December 15. Activist Moving Homeless People Into Foreclosed Houses in Miami. And here's the guy's home page, Take Back the Land. I expected this, but not this soon.

December 22-23. Brian asks:

Why is it so important to get out of debt? What do you think are the possible repercussions for me to stop making my car payment, getting another credit card, taking out the available in cash and buying nitro-pak/gun/boots? Maybe the goons come out hunting down debtors? Highly unlikely.

Don't assume an action can't harm you just because you can't imagine how it could harm you. Certainly the owners can't put all debtors in prison, but they could have other ways of making your life much more difficult. To willfully take on debt with no intention of paying it back is to initiate a zero-sum conflict with forces that are much more powerful than you are, and even if that's morally defensible, it's tactically reckless.

If you already have debt, your best move depends on how easily you can pay it off through frugality and honest wage labor. If that's a realistic choice, then it's a great opportunity to scrutinize your lifestyle, to practice self-discipline, and to learn skills that you will need to thrive in the depression. But if you owe so much money, or interest is compounding so fast, or income is so scarce, that you see yourself struggling for decades and still being in debt, then your best move will be something more drastic. And as the economy collapses, more and more people will be in that position.
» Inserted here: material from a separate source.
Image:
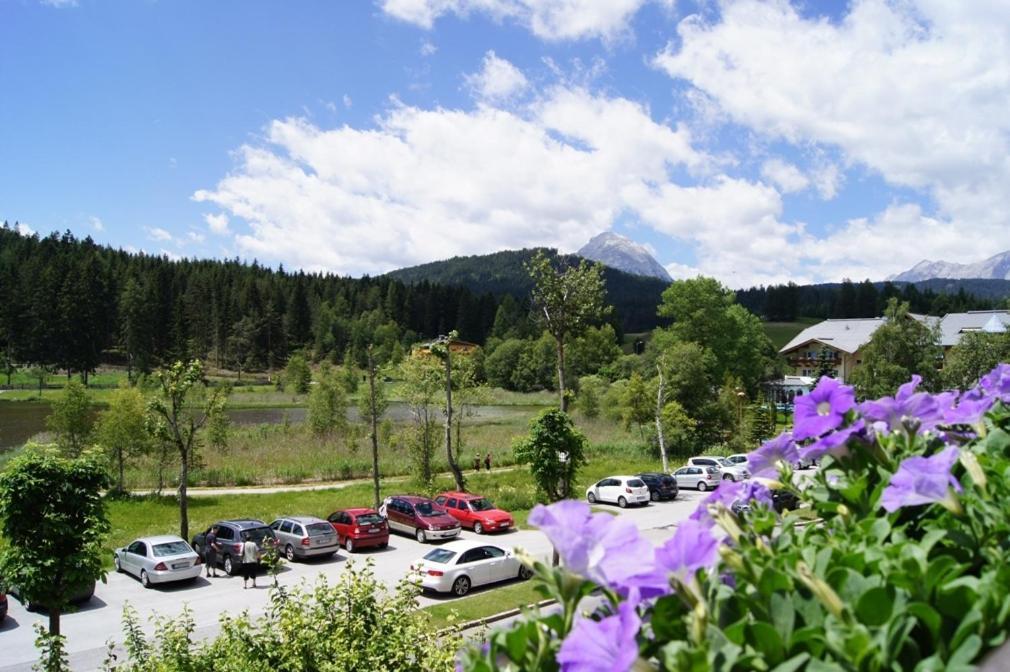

December 24. Last night on the radio I heard the funniest song ever, and just tracked it down: The Abominable "O Holy Night"

December 28. Teiji writes:

I'm from Honolulu, and last night our whole island experienced one of the longest blackouts in recent history, 12+ hours. Just for fun, I took my motorcycle out for a ride around town, and instead of chaos and traffic jams, things were orderly. Without police or traffic lights, lanes of traffic would stop to let the other direction go, then those lanes would stop after a while to let the first direction go, and so on back and forth. Only a few of the biggest intersections had cops directing traffic, and I wonder if they were even necessary. I heard on the radio that one pedestrian took it on himself to direct traffic, until the cops told him he wasn't allowed to do that. My theory is that without control and authority, people still know what to do and can manage themselves.

I agree! But control and authority have ways of infecting human systems, both through government and through private power, and both from the inside and the outside. What would happen if the blackout lasted a month?

My current host told me that a few years ago, a ice storm hit the county, and the power was off for weeks. Most people left. They had no skill or confidence in living without electricity, and no animals to take care of, so they got in their cars and drove to places where they could be comfortable. I never completely put this together until he said it, but if America has concentration camps, that's how they'll fill them. We won't have to be forced at gunpoint -- we'll pound on the gates and beg to be let in, if they're called "Evacuee Facilities" and they promise us food and warmth.